Oil futures settled lower Wednesday, pressured by concerns over global energy demand following disappointing U.S. economic data and ahead of the U.K. referendum scheduled for next week.
A modest weekly decline in U.S. crude supplies and the Federal Reserve’s decision to stand pat on interest rates failed to offer much support for prices.
July West Texas Intermediate crude fell 48 cents, or 1%, to settle at $48.01 a barrel on the New York Mercantile Exchange, marking a fifth session decline in a row. The August contract for Brent lost 86 cents, or 1.7%, at $48.97 a barrel.
WTI oil futures had fallen below $48, but pared losses and saw a brief tick higher after the U.S. Energy Information Administration reported that U.S. crude supplies fell by 900,000 barrels for the week ended June 10. That contradicted the 1.2 million-barrel increase reported by the American Petroleum Institute late Tuesday, but still came in short of the 1.4 million-barrel decline expected by analysts polled by S&P Global Platts.
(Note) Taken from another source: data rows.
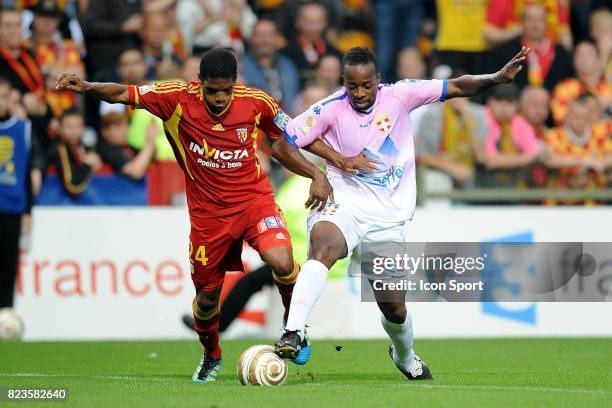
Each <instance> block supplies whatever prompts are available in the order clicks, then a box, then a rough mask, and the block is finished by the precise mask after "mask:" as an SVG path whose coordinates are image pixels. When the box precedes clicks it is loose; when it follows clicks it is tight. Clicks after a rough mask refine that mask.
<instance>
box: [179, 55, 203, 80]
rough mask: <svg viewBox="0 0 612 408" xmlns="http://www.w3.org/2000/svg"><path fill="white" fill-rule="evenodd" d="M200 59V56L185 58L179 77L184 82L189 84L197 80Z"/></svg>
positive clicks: (198, 69)
mask: <svg viewBox="0 0 612 408" xmlns="http://www.w3.org/2000/svg"><path fill="white" fill-rule="evenodd" d="M201 59H202V57H201V56H200V55H192V56H190V57H187V59H186V60H185V62H184V63H183V69H182V70H181V77H182V78H183V81H185V82H191V81H195V80H197V79H198V74H199V73H200V61H201Z"/></svg>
“The headline crude-oil number was less bullish than expected, but not as bearish as the API number-so basically a wash,” Tyler Richey.
About a half-hour before WTI prices settled, the Fed announced that it would leave interest rates unchanged and it adopted a dovish stance on the outlook for monetary policy.
“The revisions to the ‘dot plot’ within the FOMC release that showed 6 members now only expect one rate hike in 2016,” up from just one member at the last meeting, said Richey. That “was a dovish development and we are seeing the dollar correct lower as a result.”
‘Uncertainties about the health of the U.S. economy is the reason for the dollar weakness. That isn’t necessarily a bullish thing for oil from a demand standpoint.’
“Traditionally, a weaker dollar would be supportive of oil prices, but…uncertainties about the health of the U.S. economy is the reason for the dollar weakness. That isn’t necessarily a bullish thing for oil from a demand standpoint,” he said.